Walmart’s debut of its first Neighborhood Market in New York state — in the Long Island suburb of Levittown — illustrates the competitive disruption that its smaller formats with pharmacies present to drug chains and other mass retailers.
Opened last month, the 49,000-square-foot Levittown store — situated in the space of a former Waldbaum’s supermarket, a chain of regional grocer A&P — features a full pharmacy department with its own signage on the front of the building. Surrounding the pharmacy area are aisles of over-the-counter medicines and other health and beauty aids, including a prominent cosmetics section.
Within two or three miles east and west along the main thoroughfare where the Levittown Neighborhood Market is located are a bevy of retail competitors, including a Target discount store (with a P-Fresh grocery department and a pharmacy), a BJ’s Wholesale Club, a Stop & Shop supermarket (with a pharmacy), a King Kullen supermarket (with a pharmacy), Dollar Tree, Ulta Beauty, two Rite Aid drug stores, and a CVS/pharmacy and a Walgreens drug store. Shortly after the Neighborhood Market’s opening, area residents received door tags urging them to transfer prescriptions to the store; that message was also carried on a sign-toting truck driving in the area.
Yet it’s not just Walmart’s smaller formats, discount stores and Supercenters that are turning up the heat on retail pharmacy operators. Sam’s Club has transformed and elevated pharmacy from a supporting role in its array of offerings to a central strategic position. Prescription drugs and other health and wellness segments now constitutes a core set of categories and services that attract both members and potential members.

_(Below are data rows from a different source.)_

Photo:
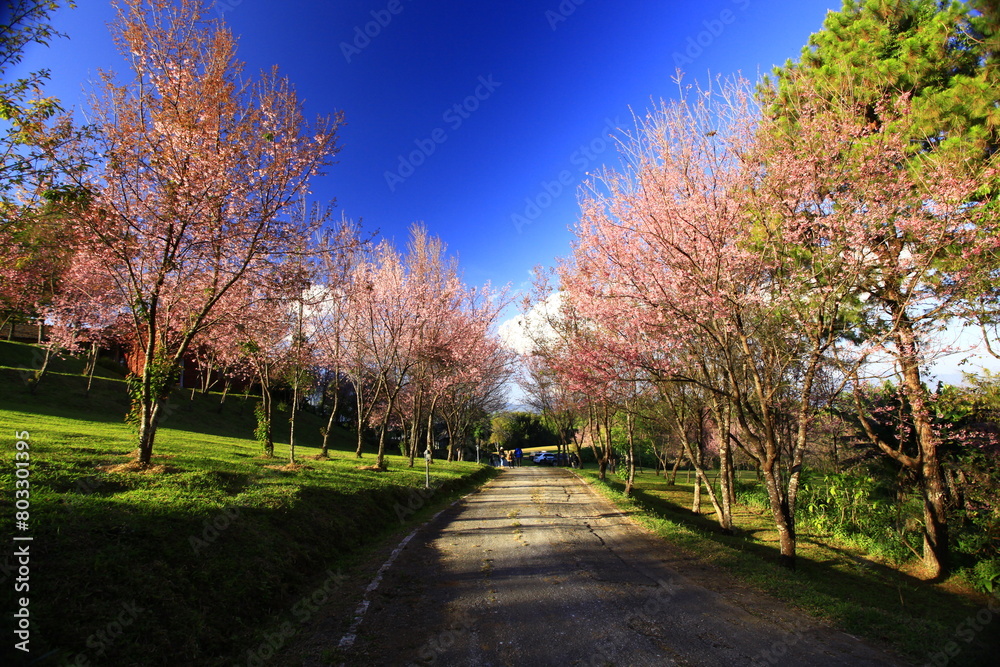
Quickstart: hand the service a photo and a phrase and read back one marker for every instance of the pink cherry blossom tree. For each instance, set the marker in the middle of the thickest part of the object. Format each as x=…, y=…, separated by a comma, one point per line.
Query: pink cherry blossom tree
x=200, y=166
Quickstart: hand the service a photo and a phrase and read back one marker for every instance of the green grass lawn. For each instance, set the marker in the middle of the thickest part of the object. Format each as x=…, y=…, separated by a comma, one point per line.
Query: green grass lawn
x=833, y=581
x=195, y=562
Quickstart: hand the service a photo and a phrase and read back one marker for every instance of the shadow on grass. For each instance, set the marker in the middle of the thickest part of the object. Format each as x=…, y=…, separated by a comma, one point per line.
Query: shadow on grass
x=860, y=596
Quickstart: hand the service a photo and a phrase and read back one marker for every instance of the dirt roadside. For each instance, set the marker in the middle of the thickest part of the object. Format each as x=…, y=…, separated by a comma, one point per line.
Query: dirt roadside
x=538, y=569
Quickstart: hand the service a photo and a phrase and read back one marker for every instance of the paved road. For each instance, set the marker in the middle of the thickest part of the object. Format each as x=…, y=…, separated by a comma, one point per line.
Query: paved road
x=537, y=569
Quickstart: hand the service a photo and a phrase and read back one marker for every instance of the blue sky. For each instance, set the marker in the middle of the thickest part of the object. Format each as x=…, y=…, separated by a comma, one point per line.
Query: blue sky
x=479, y=119
x=538, y=85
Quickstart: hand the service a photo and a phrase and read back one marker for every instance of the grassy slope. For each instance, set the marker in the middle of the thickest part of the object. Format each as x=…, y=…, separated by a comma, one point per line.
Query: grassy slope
x=193, y=564
x=832, y=581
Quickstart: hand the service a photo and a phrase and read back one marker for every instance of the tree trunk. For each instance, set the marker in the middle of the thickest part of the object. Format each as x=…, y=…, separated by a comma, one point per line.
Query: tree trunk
x=673, y=471
x=723, y=425
x=630, y=481
x=782, y=517
x=265, y=435
x=91, y=365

Leading that transformation has been Jill Turner-Mitchael, senior vice president of health and wellness, along with her management team.

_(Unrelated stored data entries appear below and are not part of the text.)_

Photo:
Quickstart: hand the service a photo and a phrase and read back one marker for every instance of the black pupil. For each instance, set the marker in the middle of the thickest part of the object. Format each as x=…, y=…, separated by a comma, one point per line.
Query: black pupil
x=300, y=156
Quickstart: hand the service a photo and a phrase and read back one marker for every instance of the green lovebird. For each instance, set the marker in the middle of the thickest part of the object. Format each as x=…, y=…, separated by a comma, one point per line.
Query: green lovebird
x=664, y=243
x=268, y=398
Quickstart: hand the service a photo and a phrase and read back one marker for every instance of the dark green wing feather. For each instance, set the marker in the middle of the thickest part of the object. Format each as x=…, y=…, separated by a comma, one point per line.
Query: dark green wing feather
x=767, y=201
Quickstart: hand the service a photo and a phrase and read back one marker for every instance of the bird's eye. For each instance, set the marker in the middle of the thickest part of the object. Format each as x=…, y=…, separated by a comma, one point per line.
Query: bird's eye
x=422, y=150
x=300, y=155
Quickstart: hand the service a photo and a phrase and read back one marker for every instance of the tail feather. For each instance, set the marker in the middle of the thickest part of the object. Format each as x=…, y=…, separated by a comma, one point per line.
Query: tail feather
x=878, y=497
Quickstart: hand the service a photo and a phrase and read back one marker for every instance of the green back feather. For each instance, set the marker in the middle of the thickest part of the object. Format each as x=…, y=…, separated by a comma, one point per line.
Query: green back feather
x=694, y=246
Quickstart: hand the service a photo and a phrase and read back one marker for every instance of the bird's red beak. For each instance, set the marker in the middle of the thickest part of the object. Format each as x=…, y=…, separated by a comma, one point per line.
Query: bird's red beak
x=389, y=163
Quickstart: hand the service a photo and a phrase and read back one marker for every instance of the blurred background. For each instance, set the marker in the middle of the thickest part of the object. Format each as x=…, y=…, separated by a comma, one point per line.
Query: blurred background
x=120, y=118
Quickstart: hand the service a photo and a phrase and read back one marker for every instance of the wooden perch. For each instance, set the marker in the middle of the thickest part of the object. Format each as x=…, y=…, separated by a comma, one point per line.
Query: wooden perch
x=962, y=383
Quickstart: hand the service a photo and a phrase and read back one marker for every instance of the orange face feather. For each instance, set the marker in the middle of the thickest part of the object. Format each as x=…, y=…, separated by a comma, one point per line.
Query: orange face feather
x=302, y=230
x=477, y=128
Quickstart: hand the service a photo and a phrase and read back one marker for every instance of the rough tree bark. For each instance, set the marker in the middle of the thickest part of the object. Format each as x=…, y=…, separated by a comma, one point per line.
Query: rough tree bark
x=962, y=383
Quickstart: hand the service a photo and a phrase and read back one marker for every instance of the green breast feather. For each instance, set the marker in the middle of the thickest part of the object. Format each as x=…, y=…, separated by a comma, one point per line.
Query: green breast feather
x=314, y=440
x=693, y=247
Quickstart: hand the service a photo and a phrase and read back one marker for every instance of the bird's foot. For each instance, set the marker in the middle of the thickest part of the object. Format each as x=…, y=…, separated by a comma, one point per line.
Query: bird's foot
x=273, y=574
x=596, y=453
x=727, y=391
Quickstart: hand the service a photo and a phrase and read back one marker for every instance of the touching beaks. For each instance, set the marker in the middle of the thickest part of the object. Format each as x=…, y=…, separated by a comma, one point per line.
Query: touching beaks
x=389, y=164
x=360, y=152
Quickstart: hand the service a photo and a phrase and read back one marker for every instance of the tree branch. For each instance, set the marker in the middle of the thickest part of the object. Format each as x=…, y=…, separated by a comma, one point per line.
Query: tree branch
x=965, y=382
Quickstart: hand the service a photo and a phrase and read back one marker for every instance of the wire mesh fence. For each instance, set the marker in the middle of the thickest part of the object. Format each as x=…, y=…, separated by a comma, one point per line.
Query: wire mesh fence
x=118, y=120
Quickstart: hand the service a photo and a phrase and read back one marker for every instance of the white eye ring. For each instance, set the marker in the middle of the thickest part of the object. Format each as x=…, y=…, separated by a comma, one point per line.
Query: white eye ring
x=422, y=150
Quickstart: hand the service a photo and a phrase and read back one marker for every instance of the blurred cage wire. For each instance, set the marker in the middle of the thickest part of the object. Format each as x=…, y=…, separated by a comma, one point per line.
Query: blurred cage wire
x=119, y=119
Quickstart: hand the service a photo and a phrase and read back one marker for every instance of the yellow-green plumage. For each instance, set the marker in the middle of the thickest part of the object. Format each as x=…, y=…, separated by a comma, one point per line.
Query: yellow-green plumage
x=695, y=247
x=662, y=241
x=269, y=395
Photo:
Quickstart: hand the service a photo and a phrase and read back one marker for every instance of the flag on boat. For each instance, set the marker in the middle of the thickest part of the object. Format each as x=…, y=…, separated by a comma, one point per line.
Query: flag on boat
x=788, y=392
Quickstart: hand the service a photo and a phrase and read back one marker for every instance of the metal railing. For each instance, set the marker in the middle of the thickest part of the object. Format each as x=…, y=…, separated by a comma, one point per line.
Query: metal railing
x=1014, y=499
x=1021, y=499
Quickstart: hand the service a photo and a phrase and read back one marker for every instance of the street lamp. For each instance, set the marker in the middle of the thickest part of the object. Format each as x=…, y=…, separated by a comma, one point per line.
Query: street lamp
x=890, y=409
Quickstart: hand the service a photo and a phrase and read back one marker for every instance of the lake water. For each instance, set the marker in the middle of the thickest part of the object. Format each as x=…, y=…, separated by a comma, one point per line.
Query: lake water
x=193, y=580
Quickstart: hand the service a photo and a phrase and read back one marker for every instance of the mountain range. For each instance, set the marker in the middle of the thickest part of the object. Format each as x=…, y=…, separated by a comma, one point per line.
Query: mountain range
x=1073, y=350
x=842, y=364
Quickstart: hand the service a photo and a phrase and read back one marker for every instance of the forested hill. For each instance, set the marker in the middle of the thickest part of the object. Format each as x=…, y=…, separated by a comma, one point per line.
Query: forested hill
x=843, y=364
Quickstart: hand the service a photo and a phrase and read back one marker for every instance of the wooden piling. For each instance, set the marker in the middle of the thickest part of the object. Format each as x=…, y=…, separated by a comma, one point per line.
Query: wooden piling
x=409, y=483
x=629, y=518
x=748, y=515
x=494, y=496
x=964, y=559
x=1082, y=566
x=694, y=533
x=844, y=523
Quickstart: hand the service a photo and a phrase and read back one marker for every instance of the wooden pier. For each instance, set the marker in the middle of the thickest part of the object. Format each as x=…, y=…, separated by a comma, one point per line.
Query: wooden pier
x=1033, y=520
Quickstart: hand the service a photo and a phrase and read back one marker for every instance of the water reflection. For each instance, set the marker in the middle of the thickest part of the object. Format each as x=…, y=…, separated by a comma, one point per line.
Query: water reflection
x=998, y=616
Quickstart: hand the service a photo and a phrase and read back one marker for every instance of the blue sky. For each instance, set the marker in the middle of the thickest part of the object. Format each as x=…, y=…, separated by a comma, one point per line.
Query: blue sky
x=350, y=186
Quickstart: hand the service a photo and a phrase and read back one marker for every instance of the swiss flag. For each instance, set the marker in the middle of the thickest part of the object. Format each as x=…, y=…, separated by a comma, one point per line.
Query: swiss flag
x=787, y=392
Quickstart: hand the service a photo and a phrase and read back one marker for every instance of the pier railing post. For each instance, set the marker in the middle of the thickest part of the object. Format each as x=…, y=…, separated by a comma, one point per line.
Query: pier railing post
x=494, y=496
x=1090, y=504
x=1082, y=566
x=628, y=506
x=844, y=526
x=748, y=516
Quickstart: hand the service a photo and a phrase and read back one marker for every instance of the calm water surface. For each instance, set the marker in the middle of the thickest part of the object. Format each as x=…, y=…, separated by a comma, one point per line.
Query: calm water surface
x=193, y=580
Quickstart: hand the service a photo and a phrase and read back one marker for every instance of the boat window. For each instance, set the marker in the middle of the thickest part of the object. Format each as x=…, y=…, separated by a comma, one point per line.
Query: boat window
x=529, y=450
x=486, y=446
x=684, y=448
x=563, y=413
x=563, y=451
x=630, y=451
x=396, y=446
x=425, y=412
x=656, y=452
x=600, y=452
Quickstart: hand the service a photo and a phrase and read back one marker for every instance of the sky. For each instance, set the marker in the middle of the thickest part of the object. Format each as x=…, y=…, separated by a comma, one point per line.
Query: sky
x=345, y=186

The impetus for Sam’s decision to move into the health and wellness space came from the input of members. The chain utilized focus groups, one-on-one interviews and shop-alongs to ask more than 9,000 members what they wanted from a warehouse club, and specifically what they wanted Sam’s Club to deliver as a health and wellness provider.
“What surprised us most was the members’ belief in the importance of pharmacy,” said Turner-Mitchael. “As a result, we have made pharmacy, and pharmacy-related health care services, our primary health and wellness focus. Along with our optical and hearing aid centers, pharmacy has become our focal point.”
Turner-Mitchael is a trained pharmacist herself, and her own experience behind the prescription counter has greatly influenced the focus within Sam’s. “We want a community-based, one-on-one, neighborhood pharmacy feel at Sam’s Club, and we try to hire pharmacists who want to provide that kind of care,” she said.
*Editor’s Note: Russell Redman contributed to this article.